One of the biggest culprits is a thing known as 'geometric stress concentration'. For example drilling a round hole in a tube (even if you do it carefully) will cause the local stresses to be increased by a factor of three or more. Unfortunately weld beads in bike frames always have much worse stress concentrations than that; x10 or more. The worst concentrations are hidden from view (weld back beads in most aluminium frames look pretty disgusting in fact) and only the fillet geometry spares most such welds from starting to crack the first time the frame is used. Any defect on the outside of the weld, eg at the weld toe, can cause a crack in time.

The other thing that is usually grossly underestimated is the effect of corrosion. This has the effect of weakening the material so that the service stresses that will initiate and propagate a fatigue crack are substantially lower. Aluminium is only corrosion resistant by virtue of a tenacious oxide layer and by and large that oxide layer is less coherent and tenacious the stronger the material is; the alloying elements usually create second phase particles and these cause the oxide film to be imperfect. The other things that make the material less corrosion resistant are

- breaches in any other surface coating (including paint or anodising)
- the presence of a crevice
- the presence of a second (different) metal/material
- the presence of a corrosive electrolyte (eg water contaminated with road salt)
- thermal cycles that affect the structure of the material internally.

The last of these includes (obviously) welding. Thus a welded aluminium frame can have local regions that are both mechanically weakened and are lacking in corrosion resistance vs the parent alloy. Spray with salty water and the parts may have a small fraction of their original fatigue strength.

If you live somewhere dry and/or don't ride in the rain then you don't need to worry that much about corrosion; the parts may fatigue eventually, but that is a bit random anyway. However if you live and ride anywhere where they use road salt, your aluminium bike and its parts may well have a greatly reduced service life if the possibility of corrosion is not addressed.

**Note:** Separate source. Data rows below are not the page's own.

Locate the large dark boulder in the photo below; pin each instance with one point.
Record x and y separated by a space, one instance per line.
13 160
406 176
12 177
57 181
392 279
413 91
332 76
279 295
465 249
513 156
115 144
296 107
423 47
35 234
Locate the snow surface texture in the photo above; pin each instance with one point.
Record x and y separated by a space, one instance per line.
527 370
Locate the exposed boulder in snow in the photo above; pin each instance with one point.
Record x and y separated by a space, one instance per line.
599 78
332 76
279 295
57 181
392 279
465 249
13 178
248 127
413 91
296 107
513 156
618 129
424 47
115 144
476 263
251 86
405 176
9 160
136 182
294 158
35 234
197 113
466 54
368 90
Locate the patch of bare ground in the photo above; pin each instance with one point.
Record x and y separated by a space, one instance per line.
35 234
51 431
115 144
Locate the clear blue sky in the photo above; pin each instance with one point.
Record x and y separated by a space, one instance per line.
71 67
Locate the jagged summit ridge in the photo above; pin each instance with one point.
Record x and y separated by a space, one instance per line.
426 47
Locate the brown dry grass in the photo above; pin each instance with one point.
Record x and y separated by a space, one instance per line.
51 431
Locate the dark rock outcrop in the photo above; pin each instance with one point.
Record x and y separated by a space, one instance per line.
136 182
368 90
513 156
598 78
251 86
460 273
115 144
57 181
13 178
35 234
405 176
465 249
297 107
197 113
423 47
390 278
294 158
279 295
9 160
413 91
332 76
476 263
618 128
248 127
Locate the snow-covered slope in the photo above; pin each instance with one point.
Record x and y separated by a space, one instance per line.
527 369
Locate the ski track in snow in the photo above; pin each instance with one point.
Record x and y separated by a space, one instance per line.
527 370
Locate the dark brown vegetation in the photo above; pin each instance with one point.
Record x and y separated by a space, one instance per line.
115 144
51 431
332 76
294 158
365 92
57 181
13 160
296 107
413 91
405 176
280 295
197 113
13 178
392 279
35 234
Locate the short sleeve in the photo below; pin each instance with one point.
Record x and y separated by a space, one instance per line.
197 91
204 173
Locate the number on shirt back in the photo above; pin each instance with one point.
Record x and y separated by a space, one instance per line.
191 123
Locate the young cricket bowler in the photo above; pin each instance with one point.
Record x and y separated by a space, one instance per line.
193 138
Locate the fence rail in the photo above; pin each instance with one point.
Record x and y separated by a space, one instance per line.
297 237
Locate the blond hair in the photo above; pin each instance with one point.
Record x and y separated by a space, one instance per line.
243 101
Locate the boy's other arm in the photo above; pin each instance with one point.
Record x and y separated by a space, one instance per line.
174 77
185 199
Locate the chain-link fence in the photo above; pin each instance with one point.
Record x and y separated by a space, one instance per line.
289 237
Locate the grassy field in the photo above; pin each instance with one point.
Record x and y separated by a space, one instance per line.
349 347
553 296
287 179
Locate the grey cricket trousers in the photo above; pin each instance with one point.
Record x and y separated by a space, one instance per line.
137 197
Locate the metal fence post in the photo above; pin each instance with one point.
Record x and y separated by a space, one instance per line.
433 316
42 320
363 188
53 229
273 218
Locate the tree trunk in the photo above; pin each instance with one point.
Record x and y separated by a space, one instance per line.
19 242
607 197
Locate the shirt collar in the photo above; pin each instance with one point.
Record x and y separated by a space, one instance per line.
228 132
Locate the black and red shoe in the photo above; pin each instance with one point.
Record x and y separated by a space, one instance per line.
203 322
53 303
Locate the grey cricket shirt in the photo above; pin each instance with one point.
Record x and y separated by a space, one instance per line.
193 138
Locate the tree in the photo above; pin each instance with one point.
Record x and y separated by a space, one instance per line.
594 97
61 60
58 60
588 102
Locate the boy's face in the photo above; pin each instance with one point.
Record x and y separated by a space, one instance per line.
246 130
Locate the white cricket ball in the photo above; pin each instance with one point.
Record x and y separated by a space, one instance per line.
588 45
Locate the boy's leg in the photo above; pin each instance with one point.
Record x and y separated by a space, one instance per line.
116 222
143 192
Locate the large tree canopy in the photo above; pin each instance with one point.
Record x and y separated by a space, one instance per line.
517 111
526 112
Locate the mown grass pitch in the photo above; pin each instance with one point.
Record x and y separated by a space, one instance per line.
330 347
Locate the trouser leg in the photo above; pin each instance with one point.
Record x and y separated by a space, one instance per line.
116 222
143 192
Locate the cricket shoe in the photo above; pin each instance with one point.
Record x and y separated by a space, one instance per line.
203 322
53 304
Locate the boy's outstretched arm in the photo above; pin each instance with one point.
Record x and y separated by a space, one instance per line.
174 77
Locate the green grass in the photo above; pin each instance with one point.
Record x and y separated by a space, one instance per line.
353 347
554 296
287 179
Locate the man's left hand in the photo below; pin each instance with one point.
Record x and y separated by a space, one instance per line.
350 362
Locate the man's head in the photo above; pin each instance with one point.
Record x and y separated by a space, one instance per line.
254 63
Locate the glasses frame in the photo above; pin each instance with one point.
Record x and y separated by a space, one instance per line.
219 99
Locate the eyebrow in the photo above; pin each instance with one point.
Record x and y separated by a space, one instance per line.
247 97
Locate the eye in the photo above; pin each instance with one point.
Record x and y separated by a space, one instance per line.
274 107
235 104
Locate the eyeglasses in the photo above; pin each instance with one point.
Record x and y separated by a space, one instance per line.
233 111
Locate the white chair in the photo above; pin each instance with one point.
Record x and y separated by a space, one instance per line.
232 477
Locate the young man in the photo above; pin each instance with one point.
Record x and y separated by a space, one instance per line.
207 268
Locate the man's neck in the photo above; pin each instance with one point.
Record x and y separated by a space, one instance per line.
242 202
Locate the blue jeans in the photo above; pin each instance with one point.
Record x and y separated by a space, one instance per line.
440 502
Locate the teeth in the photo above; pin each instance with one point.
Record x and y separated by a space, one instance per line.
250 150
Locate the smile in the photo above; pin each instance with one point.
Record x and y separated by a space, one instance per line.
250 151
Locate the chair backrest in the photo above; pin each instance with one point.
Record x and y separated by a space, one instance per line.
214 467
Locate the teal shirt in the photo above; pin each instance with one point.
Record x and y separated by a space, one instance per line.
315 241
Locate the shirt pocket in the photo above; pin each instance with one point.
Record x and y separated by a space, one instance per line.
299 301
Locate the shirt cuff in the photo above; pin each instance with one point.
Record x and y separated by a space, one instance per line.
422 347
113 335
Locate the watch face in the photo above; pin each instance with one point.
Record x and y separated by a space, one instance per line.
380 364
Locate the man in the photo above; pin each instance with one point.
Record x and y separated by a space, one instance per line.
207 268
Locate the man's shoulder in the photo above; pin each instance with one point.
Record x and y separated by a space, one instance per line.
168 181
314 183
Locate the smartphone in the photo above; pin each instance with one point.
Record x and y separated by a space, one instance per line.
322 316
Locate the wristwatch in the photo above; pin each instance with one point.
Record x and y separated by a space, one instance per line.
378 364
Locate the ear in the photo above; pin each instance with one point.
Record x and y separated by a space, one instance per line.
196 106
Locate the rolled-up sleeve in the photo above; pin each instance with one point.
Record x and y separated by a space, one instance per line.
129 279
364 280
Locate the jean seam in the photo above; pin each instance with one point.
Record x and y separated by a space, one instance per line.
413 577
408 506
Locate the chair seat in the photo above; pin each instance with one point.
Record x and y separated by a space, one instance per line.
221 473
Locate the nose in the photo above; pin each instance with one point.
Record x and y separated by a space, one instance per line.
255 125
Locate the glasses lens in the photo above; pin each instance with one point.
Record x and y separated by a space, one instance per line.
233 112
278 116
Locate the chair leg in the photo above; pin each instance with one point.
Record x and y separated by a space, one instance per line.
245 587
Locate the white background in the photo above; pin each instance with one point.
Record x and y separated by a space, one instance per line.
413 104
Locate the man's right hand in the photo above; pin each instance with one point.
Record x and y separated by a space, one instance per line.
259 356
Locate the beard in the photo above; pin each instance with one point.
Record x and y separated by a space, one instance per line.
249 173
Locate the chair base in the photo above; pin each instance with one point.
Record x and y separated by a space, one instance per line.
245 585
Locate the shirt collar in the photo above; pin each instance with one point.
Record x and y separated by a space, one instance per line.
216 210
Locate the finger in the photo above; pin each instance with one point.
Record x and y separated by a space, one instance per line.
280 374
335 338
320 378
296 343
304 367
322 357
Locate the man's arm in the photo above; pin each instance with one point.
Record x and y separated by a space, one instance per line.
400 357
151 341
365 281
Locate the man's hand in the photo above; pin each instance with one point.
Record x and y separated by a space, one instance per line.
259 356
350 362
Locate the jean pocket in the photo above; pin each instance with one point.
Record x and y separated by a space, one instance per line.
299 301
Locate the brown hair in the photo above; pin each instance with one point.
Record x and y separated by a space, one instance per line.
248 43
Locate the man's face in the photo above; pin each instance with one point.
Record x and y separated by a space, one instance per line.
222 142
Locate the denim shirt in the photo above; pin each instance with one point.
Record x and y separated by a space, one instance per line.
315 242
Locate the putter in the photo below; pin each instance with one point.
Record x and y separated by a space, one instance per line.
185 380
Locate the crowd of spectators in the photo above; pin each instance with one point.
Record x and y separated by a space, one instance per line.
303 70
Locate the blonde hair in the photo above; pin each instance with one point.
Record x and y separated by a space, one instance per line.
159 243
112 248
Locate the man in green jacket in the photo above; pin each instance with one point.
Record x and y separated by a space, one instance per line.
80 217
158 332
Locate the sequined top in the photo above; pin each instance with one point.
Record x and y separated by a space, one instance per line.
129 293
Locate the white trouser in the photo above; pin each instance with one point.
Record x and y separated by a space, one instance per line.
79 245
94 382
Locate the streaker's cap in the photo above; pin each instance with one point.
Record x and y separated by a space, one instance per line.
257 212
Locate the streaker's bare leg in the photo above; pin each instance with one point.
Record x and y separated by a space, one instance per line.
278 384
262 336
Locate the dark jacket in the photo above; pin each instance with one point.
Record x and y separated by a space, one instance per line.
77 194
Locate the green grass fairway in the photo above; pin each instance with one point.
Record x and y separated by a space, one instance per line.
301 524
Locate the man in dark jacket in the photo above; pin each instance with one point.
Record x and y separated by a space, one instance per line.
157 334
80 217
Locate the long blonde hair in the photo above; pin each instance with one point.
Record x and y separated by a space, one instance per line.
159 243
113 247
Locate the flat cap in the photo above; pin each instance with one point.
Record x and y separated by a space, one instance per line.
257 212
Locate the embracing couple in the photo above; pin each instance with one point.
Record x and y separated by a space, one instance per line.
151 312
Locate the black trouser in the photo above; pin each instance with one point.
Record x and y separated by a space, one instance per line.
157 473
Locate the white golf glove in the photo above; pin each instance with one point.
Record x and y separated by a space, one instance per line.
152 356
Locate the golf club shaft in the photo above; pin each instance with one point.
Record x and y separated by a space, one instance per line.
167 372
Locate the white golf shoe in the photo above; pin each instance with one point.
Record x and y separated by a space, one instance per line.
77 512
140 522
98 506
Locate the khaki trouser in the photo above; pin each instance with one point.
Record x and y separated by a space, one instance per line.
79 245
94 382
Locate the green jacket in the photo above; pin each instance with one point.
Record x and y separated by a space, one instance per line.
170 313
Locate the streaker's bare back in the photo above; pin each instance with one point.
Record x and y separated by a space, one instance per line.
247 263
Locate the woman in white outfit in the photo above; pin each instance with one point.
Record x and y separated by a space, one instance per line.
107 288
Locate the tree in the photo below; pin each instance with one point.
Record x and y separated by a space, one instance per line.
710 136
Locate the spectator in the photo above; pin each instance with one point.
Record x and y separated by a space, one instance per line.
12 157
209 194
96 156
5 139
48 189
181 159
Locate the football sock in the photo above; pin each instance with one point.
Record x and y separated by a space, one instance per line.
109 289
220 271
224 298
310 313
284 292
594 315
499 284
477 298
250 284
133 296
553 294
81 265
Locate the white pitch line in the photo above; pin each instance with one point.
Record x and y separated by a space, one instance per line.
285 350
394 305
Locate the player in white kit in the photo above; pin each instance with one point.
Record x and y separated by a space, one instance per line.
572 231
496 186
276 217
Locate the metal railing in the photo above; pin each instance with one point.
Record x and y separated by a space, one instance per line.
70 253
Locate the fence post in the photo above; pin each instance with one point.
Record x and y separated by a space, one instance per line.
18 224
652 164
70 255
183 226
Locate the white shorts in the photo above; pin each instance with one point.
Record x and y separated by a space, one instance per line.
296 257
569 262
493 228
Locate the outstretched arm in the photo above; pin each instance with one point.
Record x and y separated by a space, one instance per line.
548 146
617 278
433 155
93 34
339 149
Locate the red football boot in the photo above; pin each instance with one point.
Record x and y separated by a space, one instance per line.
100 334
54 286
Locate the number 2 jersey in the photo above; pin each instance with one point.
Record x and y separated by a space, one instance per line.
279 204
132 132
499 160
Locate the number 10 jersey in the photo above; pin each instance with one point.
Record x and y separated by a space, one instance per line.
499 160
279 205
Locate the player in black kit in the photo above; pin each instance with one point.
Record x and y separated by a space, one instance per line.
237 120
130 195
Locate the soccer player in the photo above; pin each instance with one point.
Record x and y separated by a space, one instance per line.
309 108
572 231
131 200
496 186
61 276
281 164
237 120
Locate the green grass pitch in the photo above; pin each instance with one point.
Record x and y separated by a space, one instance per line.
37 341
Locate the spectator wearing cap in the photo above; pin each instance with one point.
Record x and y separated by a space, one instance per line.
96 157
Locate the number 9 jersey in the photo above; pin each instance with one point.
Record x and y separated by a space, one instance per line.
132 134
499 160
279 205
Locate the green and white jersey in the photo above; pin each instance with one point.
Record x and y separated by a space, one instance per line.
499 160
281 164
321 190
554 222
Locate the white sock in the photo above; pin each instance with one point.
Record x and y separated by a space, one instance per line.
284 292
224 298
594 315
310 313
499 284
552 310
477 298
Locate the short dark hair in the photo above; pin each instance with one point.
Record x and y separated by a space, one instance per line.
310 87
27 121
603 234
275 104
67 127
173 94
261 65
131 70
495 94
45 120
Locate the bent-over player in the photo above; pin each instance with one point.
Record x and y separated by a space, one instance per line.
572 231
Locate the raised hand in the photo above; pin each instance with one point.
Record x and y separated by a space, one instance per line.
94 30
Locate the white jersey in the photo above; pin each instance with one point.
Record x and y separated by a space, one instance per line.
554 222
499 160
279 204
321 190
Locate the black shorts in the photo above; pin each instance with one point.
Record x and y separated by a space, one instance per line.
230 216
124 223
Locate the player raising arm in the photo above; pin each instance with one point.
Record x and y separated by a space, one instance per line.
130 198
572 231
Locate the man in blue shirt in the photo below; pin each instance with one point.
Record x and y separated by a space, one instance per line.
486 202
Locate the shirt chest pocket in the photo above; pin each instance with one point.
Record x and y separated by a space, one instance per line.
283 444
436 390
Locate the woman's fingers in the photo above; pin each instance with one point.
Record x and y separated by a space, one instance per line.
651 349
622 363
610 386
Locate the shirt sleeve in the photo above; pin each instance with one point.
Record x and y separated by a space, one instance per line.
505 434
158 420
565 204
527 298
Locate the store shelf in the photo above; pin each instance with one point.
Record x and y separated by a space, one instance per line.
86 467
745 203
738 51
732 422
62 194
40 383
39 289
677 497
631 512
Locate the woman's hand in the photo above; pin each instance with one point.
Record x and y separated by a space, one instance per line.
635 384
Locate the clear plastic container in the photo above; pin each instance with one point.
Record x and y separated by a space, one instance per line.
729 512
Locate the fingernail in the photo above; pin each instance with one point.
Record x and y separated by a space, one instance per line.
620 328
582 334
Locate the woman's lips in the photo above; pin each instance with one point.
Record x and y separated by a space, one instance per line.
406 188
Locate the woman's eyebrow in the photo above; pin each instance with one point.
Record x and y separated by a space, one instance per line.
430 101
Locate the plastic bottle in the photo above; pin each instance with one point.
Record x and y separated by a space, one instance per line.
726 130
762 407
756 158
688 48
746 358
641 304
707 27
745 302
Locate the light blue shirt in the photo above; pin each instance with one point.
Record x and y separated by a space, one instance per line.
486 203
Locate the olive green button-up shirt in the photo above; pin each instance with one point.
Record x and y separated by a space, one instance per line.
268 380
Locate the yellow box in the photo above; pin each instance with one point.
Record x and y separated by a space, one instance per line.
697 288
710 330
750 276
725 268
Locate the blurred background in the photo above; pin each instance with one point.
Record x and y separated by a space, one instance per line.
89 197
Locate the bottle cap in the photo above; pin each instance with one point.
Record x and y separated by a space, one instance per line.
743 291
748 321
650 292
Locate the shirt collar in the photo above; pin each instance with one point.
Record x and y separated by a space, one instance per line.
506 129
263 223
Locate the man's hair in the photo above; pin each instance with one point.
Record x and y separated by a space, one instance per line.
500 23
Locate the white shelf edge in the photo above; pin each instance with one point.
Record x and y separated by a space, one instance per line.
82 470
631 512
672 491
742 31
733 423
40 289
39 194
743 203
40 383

Note that through most of the 'lightweight era' it has been possible to weld (rather than braze or otherwise bond) bicycle frame tubes together, in both aluminium and steel. For some of this time such processes have been expensive to implement but the main reason they were not used for decades is that it is difficult to make a frame that is really fatigue resistant. TIG welded steel frames don't last for ever either, but that counts double or more for aluminium ones and more again for any welded aluminium frame that has pretensions of 'compliance'.